Politics and Policy in Aging: A Political Scientist's Journey
Binstock, Robert H., Aging Today
For more than four decades, Robert H. Binstock has been a leading political scientist in gerontology. Now the Professor of Aging, Health and Society at Case Western Reserve University, Cleveland, Ohio, he was awarded the American Society on Aging's (ASA) 2006 Hall of Fame Award at the association's recent conference in Anaheim, Calif. The honor is presented to an older ASA member for career-long achievements in advocacy and leadership. Following is a commentary written for Aging Today and based on Binstock's lecture at the awards ceremony.
In 1963, while a graduate student in political science at Harvard University, I was recruited by nearby Brandeis University to evaluate some nationwide demonstration projects on aging. I had no idea then that I was beginning a career-long journey in gerontology-a journey that has been richly rewarding.
I have used my political science background to study the political behavior of older people and old-age-based organizations. I have also employed political theory to understand and interpret the politics of aging, as well as the overall public policy processes affecting older Americans. In addition, I have participated directly in public policy processes as an applied political scientist, by directing a White House Task Force on Older Americans, shaping legislation that established the National Institute on Aging, amending the Older Americans Act, working on funding formulas with state units on aging, and developing the concept for the aging and disability resource centers launched as a federal initiative in 2003.
During my 43 years in aging, many changes have taken place. Perhaps the most important are those in the political contexts of policies on aging, because these changes seriously threaten the future well-being of older people.

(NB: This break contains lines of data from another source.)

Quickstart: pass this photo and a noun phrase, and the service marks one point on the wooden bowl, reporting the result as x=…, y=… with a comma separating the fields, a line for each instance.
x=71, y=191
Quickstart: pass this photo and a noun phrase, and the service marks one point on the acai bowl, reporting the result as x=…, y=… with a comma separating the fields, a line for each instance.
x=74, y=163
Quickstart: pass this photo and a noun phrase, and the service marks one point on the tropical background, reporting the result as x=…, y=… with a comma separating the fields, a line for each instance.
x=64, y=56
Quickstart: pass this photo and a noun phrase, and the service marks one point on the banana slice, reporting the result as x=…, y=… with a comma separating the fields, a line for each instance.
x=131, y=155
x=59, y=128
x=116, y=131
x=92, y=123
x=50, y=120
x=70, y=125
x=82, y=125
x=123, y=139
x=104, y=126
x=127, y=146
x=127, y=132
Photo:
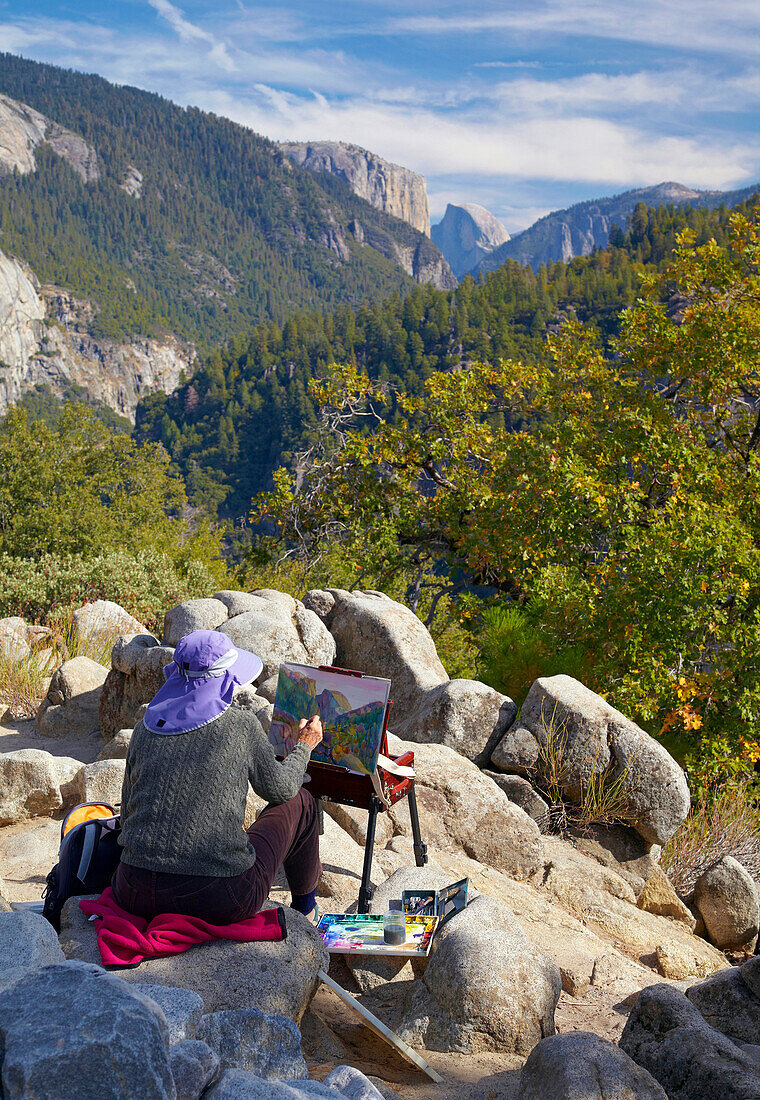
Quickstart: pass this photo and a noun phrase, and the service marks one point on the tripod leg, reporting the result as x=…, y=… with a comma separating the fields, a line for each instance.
x=366, y=890
x=420, y=848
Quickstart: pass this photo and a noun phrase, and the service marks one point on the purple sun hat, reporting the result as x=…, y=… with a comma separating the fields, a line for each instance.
x=200, y=682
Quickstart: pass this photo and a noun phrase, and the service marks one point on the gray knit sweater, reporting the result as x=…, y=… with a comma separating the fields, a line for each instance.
x=183, y=801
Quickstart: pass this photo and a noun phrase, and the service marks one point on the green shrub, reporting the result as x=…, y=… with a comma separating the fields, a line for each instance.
x=515, y=651
x=145, y=583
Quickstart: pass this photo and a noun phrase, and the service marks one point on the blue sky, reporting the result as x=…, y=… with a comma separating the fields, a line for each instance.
x=524, y=107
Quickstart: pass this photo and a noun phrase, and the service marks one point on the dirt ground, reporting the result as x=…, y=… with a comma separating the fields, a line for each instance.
x=22, y=735
x=333, y=1034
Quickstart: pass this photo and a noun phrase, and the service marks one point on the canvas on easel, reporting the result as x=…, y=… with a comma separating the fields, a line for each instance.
x=352, y=707
x=351, y=766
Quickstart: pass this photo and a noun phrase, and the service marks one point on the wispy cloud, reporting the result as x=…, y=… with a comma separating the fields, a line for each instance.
x=188, y=32
x=727, y=28
x=520, y=109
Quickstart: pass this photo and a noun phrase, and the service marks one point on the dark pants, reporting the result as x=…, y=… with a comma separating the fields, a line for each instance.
x=284, y=835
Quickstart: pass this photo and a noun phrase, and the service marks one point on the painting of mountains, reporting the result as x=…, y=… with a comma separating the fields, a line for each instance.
x=352, y=710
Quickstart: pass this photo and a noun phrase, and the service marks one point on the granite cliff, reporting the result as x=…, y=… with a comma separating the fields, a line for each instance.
x=44, y=341
x=584, y=227
x=385, y=186
x=466, y=234
x=23, y=130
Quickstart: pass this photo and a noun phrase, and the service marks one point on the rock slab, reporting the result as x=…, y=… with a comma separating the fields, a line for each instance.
x=266, y=1045
x=561, y=716
x=485, y=987
x=72, y=1030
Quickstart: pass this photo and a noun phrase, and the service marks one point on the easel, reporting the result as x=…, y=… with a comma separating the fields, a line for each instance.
x=374, y=793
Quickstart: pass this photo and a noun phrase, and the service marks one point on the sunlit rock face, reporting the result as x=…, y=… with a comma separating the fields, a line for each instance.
x=386, y=186
x=466, y=234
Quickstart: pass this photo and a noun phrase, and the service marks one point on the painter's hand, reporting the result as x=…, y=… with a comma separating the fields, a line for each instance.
x=310, y=732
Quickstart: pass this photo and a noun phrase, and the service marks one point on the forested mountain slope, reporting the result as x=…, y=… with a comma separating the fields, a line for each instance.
x=248, y=409
x=584, y=227
x=186, y=222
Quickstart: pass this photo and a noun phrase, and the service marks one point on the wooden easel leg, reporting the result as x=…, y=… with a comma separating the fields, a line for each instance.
x=420, y=848
x=366, y=890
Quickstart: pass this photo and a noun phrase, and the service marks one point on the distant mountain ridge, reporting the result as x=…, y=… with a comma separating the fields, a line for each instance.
x=580, y=229
x=386, y=186
x=466, y=234
x=176, y=221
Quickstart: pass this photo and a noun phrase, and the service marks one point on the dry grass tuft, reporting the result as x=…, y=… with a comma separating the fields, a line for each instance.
x=720, y=823
x=23, y=684
x=24, y=681
x=603, y=800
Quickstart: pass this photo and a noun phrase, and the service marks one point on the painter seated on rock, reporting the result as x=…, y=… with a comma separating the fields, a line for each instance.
x=188, y=768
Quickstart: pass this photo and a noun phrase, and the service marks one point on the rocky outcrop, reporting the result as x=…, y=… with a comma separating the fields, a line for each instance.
x=563, y=721
x=729, y=1003
x=102, y=622
x=132, y=182
x=23, y=130
x=72, y=707
x=466, y=234
x=136, y=674
x=34, y=351
x=580, y=229
x=377, y=635
x=281, y=629
x=73, y=1030
x=423, y=262
x=34, y=782
x=386, y=186
x=692, y=1060
x=460, y=806
x=726, y=899
x=580, y=1064
x=485, y=987
x=464, y=714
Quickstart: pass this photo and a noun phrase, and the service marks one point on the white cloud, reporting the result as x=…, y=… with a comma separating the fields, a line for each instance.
x=188, y=32
x=572, y=147
x=480, y=132
x=728, y=28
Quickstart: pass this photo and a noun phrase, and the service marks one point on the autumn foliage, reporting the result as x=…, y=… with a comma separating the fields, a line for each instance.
x=609, y=494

In the gerontological literature of 40 years ago, as well as in U.S. culture at large, elders were sweepingly characterized as poor, frail, dependent and deserving. These compassionate stereotypes of older people facilitated the construction of an old-age welfare state-from the New Deal's Social Security in 1935 through President Nixon's New Federalism in the 1970s-even though the dominant political ideology was not collectively oriented.
During the 1960s and 1970s, advocates for older adults identified just about every issue or problem affecting all or some elders. Most of these concerns became a governmental responsibility for action through nutrition programs, legal and supportive services, senior housing and home-repair programs, financial assistance with energy bills, special transportation, employment assistance and job protection, public insurance for private pensions, special mental health programs, leisure services, and on and on. Together with Social Security and Medicare, these programs 'helped moderate the risks of old age for millions of older Americans. As a consequence, the term golden years became a part of American culture.
Starting in 1978, though, the longstanding compassionate stereotypes of older individuals began to undergo an extraordinary reversal, as the costs of old-age benefit programs grew and became more widely known. New stereotypes, readily observed in popular culture, depicted elders as prosperous, hedonistic, politically powerful and selfish. The epithet greedy geezers was coined in the 1980s, and variations on this loaded term remain in use by some journalists today.
Older people became a scapegoat for a wide variety of problems perceived in American society, such as the plight of poor children and the high cost of healthcare. Economist Lester Thurow envisioned a future of sharp intergenerational conflict. "Class warfare," he declaimed, "is apt to be redefined as the young against the old rather than the poor against the rich."